If this isn't suffering, then what is? Aiden wailed inwardly. We're banished to this Old-McDonald-Had-A-Jail, mingling with dangerous offenders! While Mom and Dad rot in prison for something they didn't even do –
He took a breath. The Falconer kids were at Sunnydale because none of their relatives would take them in. Who could blame the aunts and uncles for wanting to shield their own families from the scandal? A day didn't go by without Mom and Dad decried as traitors in every newspaper in the country.
Aiden and Meg had committed no crime. They were here because there was no other place for them.
“Sorry, Ray. It won't happen again –”
His sister cut him off. “That's funny, Ray. You're observant enough to catch us talking. But someone using a sack of feed as a deadly weapon – you missed that, didn't you?”
The supervisor's scowl deepened. “You little snot, how'd you like to lose your telephone privileges for a month?”
That shut Meg up. Those weekly phone calls were the only contact the Falconer kids had with their parents in prison in Florida.
All the contact we'll ever have …
Luckily, Meg had the brains not to fight with a supe. She retreated to her work in the soybean fields, and Aiden steeled himself for round two with the cows.

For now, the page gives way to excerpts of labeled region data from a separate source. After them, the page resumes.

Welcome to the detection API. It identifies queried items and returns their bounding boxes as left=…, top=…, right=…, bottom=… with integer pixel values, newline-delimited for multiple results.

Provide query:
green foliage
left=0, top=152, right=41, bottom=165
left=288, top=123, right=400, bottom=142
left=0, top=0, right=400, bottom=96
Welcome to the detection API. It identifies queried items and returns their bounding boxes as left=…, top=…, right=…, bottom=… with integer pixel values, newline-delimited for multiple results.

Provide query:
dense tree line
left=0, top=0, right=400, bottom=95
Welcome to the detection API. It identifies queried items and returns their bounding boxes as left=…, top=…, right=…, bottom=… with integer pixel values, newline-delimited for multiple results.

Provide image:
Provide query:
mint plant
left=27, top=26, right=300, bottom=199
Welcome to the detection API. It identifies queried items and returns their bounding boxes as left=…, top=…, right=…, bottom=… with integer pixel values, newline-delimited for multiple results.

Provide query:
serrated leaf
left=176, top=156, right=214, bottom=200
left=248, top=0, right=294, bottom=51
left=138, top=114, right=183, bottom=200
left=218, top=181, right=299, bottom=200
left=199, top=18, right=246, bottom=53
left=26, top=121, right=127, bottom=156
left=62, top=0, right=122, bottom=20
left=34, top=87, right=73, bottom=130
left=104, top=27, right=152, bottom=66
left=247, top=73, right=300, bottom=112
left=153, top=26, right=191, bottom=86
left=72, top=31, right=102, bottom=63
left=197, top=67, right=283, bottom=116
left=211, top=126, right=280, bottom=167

But later, as he was busing his tray after Gulp ‘n Gag, Meg stepped out in front of him, her eyes like lasers. She grabbed both his wrists with such intensity that it took all his strength to keep the dishes and cutlery from sliding to the floor.
“We have to get out of here,” she murmured urgently.
“Get a grip,” he whispered back. “There's no way out of this place.”
“We have to!” she insisted. “We're Mom and Dad's only chance.”
For a second, he thought he might start bawling right there in the mess. Wouldn't that show Miguel and the others how tough he was. “The appeal –”
She shook her head fervently. “The government will never let them go. The case is closed. We're the only ones who can prove our parents are innocent!”
Classic Meg. She didn't live in the real world. Escape was impossible. But even if they could get away, then what? How would two kids come up with evidence that would clear the Falconers after so many top lawyers had failed?
And then there was the question he dreaded most of all. The unthinkable thought, the one he dared not ever speak aloud, even to his own sister.
What if he and Meg set out to exonerate their parents, only to discover that the Doctors Falconer had been guilty all along?